Open dwilliamson opened 7 years ago

dwilliamson commented 7 years ago

Comments for Replacing Disqus with Github Comments

dwilliamson commented 7 years ago

This is a comment

dwilliamson commented 7 years ago

This is another comment

dwilliamson commented 7 years ago

This is a comment with some markdown...

  1. Jumble
  2. Sale

Boldit or Italicit or ~strikeit~

header

hashtag

something something

int x = 3;
jasminpatry commented 7 years ago

This is great. Thanks for sharing this!

olafleur commented 7 years ago

Awesome ! I think I will try this on my website. :)

vielmetti commented 7 years ago

Nicely done.

vyp commented 7 years ago

Neat!

olalonde commented 7 years ago

You are on HN, congrats :) https://news.ycombinator.com/item?id=14170041

mannuscript commented 7 years ago

I agree that what Disqus is doing is an overkill. However, we should not forget that nothing comes for free... Apart from this, getting redirected to GitHub for comment is very inconvenient... Update: So I am automatically subscribed to comments thread via email... Getting emails not only for replies on my comment but for every new comment. Well, this is another overkill... Don't forget User experience is more valued than user's data nowadays :D

Edit: @dwilliamson forget about the free-ness argument, the bigger issue is of user experience, I got resubscribed to email updates after you mentioned me in one of the comment. This is a serious poor user experience.

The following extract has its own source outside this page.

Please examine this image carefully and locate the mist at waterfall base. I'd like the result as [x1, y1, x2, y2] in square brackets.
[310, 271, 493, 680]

rattrayalex commented 7 years ago

Interesting, thanks for sharing!

You might consider changing the link to include #new_comment_field (like so) so that users do not have to scroll. I believe this also focuses the field by default, which may make intent more clear.

Adding a button at the bottom of the comments section that opens the link might be helpful. Using about: _blank could be nice too.

A git hook might be useful to automatically generate the issues, though I'm not sure that'd be a good idea.

EDIT: Looks like their api supports POSTing comments; you'd have to set up user auth of course. https://developer.github.com/v3/issues/comments/#create-a-comment

ghost commented 7 years ago

A test of comment with image and link.

img_4698

globalcitizen commented 7 years ago

Good work. In summary, to improve the solution further, add a button to add a new comment. Only when that button is pushed (in order to preserve privacy, remove drive-by viewer tracking potential, and reduce unnecessary server load on Github), somehow determine whether the user is already logged in to Github.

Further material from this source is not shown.